In staging, every relationship is a table with src and dst columns holding node identifier values. A Cypher hop becomes a SQL join:
-- Count facts by element name in staging (the SQL analogue of a FACT_HAS_ELEMENT hop)
SELECT el.name, COUNT(*) AS fact_count
FROM Fact f
JOIN FACT_HAS_ELEMENT fhe ON f.identifier = fhe.src
JOIN Element el ON fhe.dst = el.identifier
GROUP BY el.name
ORDER BY fact_count DESC
LIMIT 20;The public POST /v1/graphs/{graph_id}/tables/query endpoint returns HTTP 403 for shared repositories and subgraphs (for example, sec), with a message directing you to the graph query endpoint instead. This is a real trap: just tables-query sec "..." works because that recipe talks straight to the lower-level graph engine (which has no shared-repo guard), but the public /v1/graphs/sec/tables/query path is blocked. For shared repos, query the graph with Cypher rather than the staging tables.
The just recipes are development shortcuts. Two of them go through the lower-level graph engine and two open the embedded database files directly, bypassing the API entirely:
| Recipe | What it queries | Path |
|---|---|---|
just graph-query GRAPH_ID "CYPHER" |
Cypher via the graph engine | through the engine |
just lbug-query GRAPH_ID "CYPHER" |
Direct LadybugDB embedded query | ./data/lbug-dbs/{graph_id}.lbug |
just tables-query GRAPH_ID "SQL" |
SQL over DuckDB staging via the engine | through the engine |
just duckdb-query GRAPH_ID "SQL" |
Direct DuckDB staging query | ./data/staging/{graph_id}.duckdb |
just graph-health |
Graph engine health | through the engine |
just graph-info GRAPH_ID |
Database info | through the engine |
# Cypher against the SEC analytical graph
just graph-query sec "MATCH (e:Entity) RETURN e.name, e.identifier LIMIT 10"
# Direct LadybugDB query (bypasses the API entirely)
just lbug-query sec "MATCH (n) WITH labels(n) AS label, count(n) AS c RETURN label, c ORDER BY c DESC"
# Inspect staging directly
just duckdb-query sec "SELECT name, cik FROM Entity LIMIT 10"
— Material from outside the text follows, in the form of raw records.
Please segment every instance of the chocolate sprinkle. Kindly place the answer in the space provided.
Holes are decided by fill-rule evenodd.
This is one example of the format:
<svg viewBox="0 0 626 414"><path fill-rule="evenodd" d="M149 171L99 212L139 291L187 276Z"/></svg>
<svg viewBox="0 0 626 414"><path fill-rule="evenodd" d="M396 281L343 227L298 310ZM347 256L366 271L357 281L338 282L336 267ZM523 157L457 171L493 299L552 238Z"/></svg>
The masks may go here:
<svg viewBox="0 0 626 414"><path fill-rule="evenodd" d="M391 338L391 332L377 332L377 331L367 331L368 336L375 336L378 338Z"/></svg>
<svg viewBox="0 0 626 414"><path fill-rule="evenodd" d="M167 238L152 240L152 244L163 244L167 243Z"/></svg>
# JSON output instead of the default table format
just graph-query sec "MATCH (e:Entity) RETURN e.name LIMIT 5" jsonNote: just graph-query and just tables-query target the lower-level graph engine, not the public /v1 path — so they do not exercise the same authentication, rate limiting, or shared-repo guards as the curl examples above. They are the fastest way to inspect data locally, but the public API is the contract for application code.
Note: just graph-query rewrites single quotes to double quotes in Cypher. Keep that in mind when a literal genuinely needs single quotes.
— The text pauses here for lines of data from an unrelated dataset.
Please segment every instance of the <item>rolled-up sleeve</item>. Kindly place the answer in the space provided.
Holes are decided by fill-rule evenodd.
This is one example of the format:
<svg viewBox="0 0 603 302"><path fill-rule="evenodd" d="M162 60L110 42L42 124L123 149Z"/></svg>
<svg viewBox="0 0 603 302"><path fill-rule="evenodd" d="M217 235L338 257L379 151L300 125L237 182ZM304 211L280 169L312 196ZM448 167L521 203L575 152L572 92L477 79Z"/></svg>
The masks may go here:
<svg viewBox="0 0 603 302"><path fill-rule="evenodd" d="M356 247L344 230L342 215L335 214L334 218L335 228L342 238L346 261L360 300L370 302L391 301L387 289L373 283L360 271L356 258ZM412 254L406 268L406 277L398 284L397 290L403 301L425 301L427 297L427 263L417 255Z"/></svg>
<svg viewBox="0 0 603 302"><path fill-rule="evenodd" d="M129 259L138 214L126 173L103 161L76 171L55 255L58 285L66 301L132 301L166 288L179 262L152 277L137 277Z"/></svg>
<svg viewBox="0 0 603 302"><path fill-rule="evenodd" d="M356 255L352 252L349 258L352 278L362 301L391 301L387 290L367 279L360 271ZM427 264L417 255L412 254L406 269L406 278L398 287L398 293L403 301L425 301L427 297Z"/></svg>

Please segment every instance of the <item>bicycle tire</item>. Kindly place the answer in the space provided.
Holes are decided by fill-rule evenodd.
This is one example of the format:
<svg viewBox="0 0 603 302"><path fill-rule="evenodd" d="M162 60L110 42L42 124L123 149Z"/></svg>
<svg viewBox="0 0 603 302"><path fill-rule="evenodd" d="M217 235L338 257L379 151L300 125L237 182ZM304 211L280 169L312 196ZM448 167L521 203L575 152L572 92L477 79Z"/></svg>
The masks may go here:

The same analytical surface is exposed to AI agents through Model Context Protocol tools. Two of them cover the analytical plane:
-
read-graph-cypher— runs read-only Cypher. The same write keywords blocked at the query endpoint (CREATE,SET,DELETE,REMOVE,MERGE,DROP,DETACH DELETE, plusCALL db.andCALL apoc.) are rejected here. Input is{ query: string, parameters?: object }. -
get-graph-schema— returns the full graph schema (node types with their properties and data types, plus relationships). No input arguments; the result is cached briefly.
These map directly onto the surfaces above: read-graph-cypher is the query endpoint, and get-graph-schema is schema discovery. Database reads through MCP — Cypher, schema, and staging — consume no credits; only AI/LLM calls cost credits.
You can list and call tools over the public API:
# List available MCP tools for a graph
curl "http://localhost:8000/v1/graphs/sec/mcp/tools" \
-H "X-API-Key: $(jq -r .api_key .local/config.json)"
# Discover the schema first
curl -X POST "http://localhost:8000/v1/graphs/sec/mcp/call-tool" \
-H "X-API-Key: $(jq -r .api_key .local/config.json)" \
-H "Content-Type: application/json" \
-d '{"name": "get-graph-schema", "arguments": {}}'
# Then run a read-only Cypher query through MCP
curl -X POST "http://localhost:8000/v1/graphs/sec/mcp/call-tool" \
-H "X-API-Key: $(jq -r .api_key .local/config.json)" \
-H "Content-Type: application/json" \
-d '{"name": "read-graph-cypher", "arguments": {"query": "MATCH (e:Entity) RETURN e.name LIMIT 5"}}'Alongside these two, the graph plane exposes related tools such as get-graph-info, get-example-queries, and resolve-element. There is a separate operational MCP plane (query-graphql, get-graphql-schema) that reads the OLTP database, and an unstructured plane (search-documents, get-document-section) over the document index. For the full agent surface, see AI Operators and MCP.
Note: read-graph-cypher strips string literals before scanning for write keywords, but the scan matches on whole words. A variable or property named exactly like a blocked keyword — for example a property access n.set or a variable delete — trips the word-boundary match and is rejected. Names that merely contain a keyword as a substring (such as created_at or deleted) are fine; avoid naming a read-only variable exactly set, create, delete, merge, remove, or drop.
The examples below use the sec repository as an illustrative dataset. Its data model has node types including Entity, Report, Fact, Element, Period, Unit, Dimension, and Structure; see SEC XBRL Pipeline for the complete model. Other graphs have their own schemas — always discover the schema before querying.
Property and label names are case-sensitive, so start by discovering what exists rather than guessing:
-- List the labels present in the graph
MATCH (n) RETURN DISTINCT labels(n)
-- Count nodes by label
MATCH (n) WITH labels(n) AS label, count(n) AS c RETURN label, c ORDER BY c DESCFrom an agent, get-graph-schema returns the same information in one call (node types, properties with their data types — STRING, INT64, DOUBLE, BOOLEAN, TIMESTAMP, JSON — and relationships).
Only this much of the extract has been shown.